Mais les vétérinaires ne sont pas tous confiants s’agissant du Barf. « Beaucoup déconseillent de nourrir son animal de cette façon parce qu’ils n’y sont pas formés », estime Amandine, qui depuis cinq ans prépare pour son chien des rations de Barf à base de viande, d’os, d’abats, de fruits et légumes mixés, d’huile et de compléments alimentaires.

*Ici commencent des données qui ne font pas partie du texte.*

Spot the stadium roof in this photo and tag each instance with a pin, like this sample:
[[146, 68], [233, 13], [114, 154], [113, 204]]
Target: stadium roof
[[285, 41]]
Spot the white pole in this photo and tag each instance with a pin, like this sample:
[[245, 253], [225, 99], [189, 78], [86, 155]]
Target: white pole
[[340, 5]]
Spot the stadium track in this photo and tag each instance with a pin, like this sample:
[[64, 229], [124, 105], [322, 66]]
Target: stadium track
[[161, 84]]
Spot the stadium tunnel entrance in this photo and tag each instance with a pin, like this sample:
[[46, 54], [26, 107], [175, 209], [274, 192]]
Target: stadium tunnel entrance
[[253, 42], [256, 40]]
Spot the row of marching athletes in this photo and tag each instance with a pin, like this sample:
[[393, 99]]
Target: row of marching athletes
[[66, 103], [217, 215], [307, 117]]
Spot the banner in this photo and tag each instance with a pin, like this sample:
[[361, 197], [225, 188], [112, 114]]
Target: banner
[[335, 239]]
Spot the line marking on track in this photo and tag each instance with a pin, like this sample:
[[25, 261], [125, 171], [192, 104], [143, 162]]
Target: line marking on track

C’est vrai, « peu de vétérinaires sont formés en nutrition animale, ils ne savent pas conseiller les maîtres sur le Barf, reconnaît le Dr Blanchard. Mais si on se lance, il est important de faire valider ces rations crues par un spécialiste en nutrition animale ». Pourquoi ? « Souvent, les problèmes de santé d’un animal s’améliorent après le passage au Barf, mais cela ne signifie pas que cela n’en génère pas d’autres, comme des déséquilibres alimentaires, avertit la vétérinaire. Le calcul des justes doses d’aliments ne se fait pas au hasard : donner trop d’os peut entraîner une constipation et une moins bonne absorption d’oligo-éléments essentiels. Et oublier de donner des acides gras essentiels ou donner des portions trop faibles peut rendre l’animal trop maigre ». Et ce n’est pas la seule raison. « Donner de la viande crue dont on ignore le statut bactériologique comporte des risques, notamment quand on achète les viandes les moins chères, répond la vétérinaire. La viande peut contenir des bactéries. Cela va de la salmonellose si on donne à son animal de la volaille crue (les viscères peuvent contaminer la viande) à la tuberculose si on lui donne du gibier. L’animal peut être malade ou n’être que porteur sain, et transmettre ces pathogènes à l’homme, donc à ses maîtres et aux enfants de la maison, plus fragiles ». Pour éviter les risques, quelques précautions sont à prendre : « Faire cuire un minimum la viande, en la pochant dans un bouillon jusqu’à atteindre 70 degrés à cœur pendant 3 minutes, prescrit la spécialiste en nutrition animale. Cela tue toutes les bactéries sans dégrader les qualités nutritionnelles de la viande ». Et si on est un barfeur convaincu, « il est recommandé de faire suivre régulièrement son animal et de lui faire passer un bilan complet chez son vétérinaire une fois par an, pour vérifier au moins notamment la bonne santé de ses reins et de son foie ».
* Je nourris mon chat naturellement, Le guide du Barf, Comment préparer la gamelle idéale pour un chat en bonne santé, éditions Thierry Souccar, en librairie le 24 janvier, 12,90 euros.